Merlin et Cosmo ont tous deux 30 ans, avec des cheveux bouclés foncés et des corpulences similaires, bien que le visage de Merlin soit plus délicat, comme si un ancêtre lointain aurait pu être en partie elfe ou dryade. Chacun a une énergie perpétuelle agitée: cérébrale et légèrement maladroite dans le cas de Merlin; grégaire et extraverti chez Cosmo. Ils ont été élevés sans télévision ni jeux vidéo, et ils restent exceptionnellement proches; Leurs mondes, comme ceux des champignons, s’entremêlent souvent. Merlin, qui joue du piano et de l’accordéon, se produit régulièrement avec Cosmo; et Cosmo, qui s’intéresse aux sciences naturelles, accompagne occasionnellement Merlin dans ses expéditions de recherche. Lorsque Stella McCartney a organisé un défilé sur le thème des champignons à Paris en 2021, elle a engagé Merlin comme consultant et a embauché Cosmo pour créer la bande sonore, qui utilisait un appareil personnalisé qui transformait les signaux électriques générés dans le mycélium en notes. (Cosmo a également récemment réalisé un album qui incorporait les chants d’oiseaux en voie de disparition, et en avril a sorti un autre construit autour d’enregistrements d’archives de créatures sous-marines.)

Merlin et Cosmo ont grandi à Londres, dans une maison en briques de cinq étages au bord de Hampstead Heath. Le quartier est riche, avec des plaques à des résidents célèbres comme George Orwell et Sigmund Freud, et la maison, lors de ma visite, avait une sensation de capsule temporelle, comme si vous aviez pris le décor d’un film de Wes Anderson, doublé la quantité d’encombrement et ensuite laissé mouler doucement pendant plusieurs décennies. Il y a des crânes d’animaux sur la cheminée, de vieux tapis persans sur de la moquette mur à mur, des canapés en velours rouge et de vastes étagères de livres, ainsi que des alambics, des grenades séchées, des œufs d’autruche et un Merlin mobile fabriqué comme un garçon à partir d’une branche fourchue suspendue avec des sculptures de champignons amanita, des coquilles d’œufs et des gousses de lotus.

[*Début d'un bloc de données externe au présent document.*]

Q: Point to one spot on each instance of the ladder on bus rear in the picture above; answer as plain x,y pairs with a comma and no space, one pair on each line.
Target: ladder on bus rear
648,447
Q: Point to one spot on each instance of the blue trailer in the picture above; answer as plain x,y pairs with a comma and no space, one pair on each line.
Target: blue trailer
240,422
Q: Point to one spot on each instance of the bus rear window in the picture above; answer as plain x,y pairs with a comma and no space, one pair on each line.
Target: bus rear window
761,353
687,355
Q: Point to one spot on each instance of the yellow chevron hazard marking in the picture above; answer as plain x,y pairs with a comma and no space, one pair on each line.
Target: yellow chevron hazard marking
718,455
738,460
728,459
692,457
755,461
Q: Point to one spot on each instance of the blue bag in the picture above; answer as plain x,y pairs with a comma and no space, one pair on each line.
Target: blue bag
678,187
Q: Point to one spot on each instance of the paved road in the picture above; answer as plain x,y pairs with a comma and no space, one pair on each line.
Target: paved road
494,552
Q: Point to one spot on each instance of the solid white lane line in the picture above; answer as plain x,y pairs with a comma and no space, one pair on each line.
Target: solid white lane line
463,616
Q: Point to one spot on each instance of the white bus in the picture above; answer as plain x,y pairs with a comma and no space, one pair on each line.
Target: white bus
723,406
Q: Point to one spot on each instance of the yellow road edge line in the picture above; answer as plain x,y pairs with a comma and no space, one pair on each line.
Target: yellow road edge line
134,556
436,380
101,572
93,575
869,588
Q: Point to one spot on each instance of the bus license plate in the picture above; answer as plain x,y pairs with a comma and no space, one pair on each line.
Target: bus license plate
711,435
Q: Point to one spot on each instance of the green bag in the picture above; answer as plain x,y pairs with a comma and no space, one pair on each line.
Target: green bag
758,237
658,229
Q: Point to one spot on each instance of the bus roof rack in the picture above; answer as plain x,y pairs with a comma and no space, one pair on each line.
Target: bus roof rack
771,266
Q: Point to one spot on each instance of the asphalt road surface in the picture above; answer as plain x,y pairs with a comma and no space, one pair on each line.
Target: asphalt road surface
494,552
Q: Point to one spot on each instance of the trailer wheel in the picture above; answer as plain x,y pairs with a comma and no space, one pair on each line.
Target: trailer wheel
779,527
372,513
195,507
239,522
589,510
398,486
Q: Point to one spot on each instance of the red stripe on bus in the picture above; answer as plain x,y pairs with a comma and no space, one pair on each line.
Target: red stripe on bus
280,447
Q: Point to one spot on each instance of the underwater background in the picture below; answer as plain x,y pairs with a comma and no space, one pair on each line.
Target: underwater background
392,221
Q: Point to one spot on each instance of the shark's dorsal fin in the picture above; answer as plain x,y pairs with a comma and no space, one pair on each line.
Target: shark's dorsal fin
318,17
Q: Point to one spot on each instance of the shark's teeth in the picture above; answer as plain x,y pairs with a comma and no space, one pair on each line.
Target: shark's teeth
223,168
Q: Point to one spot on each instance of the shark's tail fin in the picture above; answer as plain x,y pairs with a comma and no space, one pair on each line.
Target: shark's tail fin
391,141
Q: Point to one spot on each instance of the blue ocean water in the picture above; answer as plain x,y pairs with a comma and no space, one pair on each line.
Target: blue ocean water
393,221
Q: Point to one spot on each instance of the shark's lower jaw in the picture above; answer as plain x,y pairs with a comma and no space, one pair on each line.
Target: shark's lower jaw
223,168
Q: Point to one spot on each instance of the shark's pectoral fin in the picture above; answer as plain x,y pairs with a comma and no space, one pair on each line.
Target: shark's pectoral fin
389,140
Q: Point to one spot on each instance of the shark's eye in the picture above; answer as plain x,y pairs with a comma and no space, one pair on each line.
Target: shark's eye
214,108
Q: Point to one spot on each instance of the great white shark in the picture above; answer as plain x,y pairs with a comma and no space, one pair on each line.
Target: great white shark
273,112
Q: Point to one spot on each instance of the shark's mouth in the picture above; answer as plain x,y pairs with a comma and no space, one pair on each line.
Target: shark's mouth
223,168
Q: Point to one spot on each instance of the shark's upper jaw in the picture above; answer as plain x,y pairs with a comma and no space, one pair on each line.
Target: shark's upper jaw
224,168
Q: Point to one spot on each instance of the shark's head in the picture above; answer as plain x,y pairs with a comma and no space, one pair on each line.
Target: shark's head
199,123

Ses deux parents ne sont pas conventionnels et voient le monde comme profondément connecté de manière mystérieuse. La mère de Merlin, Jill Purce, une chanteuse qualifiée, a longtemps adopté le pouvoir du chant comme moyen de guérir les blessures émotionnelles et physiques, et dirige toujours des ateliers qui intègrent à la fois le chant chamanique et le chant diphonique mongol. (Au cours de ma visite, elle a noté que la lecture astrologique de Merlin à la naissance indiquait que l’une de ses forces serait de « révéler ce qui est souterrain ».) Son père, Rupert, est plus réservé, mais facilement ravi. Il a étudié la biologie à Cambridge et la philosophie et l’histoire des sciences à Harvard et a ensuite travaillé dans le développement agricole, mais a finalement été consumé par l’idée que les souvenirs pouvaient être hérités et que les intentions – prévoyant d’appeler un ami particulier, par exemple – pouvaient être transmises par télépathie, un phénomène qu’il attribuait aux « champs morphiques ». Ces champs, croyait-il, expliquaient à la fois la conscience piquante d’être regardé par une autre personne et la capacité étrange des chiens à savoir quand leurs propriétaires rentrent chez eux. (Il a écrit des livres sur le sujet, y compris « Dogs That Know When Their Owners Are Coming Home » et « The Sense of Being Stared At. »)

Quand Merlin était enfant, lui et son père passaient des heures à parcourir la lande par tous les temps, à observer les plantes et à se suivre mutuellement dans la forêt. Merlin décrit son père comme étant sans cesse curieux : « Il pointait toujours du doigt des choses, comme : 'Les garçons, regardez ça ! Savez-vous ce que c’est? À votre avis, qu’est-ce que cela fait? Ou nous restions chez un ami, et il disait: « Vous vous souvenez que nous avons planté cette coupe de saule quand vous aviez 3 ans? N’est-il pas étonnant que les saules puissent se régénérer comme ça? C’est comme prendre un de vos doigts et en faire grandir un nouveau. »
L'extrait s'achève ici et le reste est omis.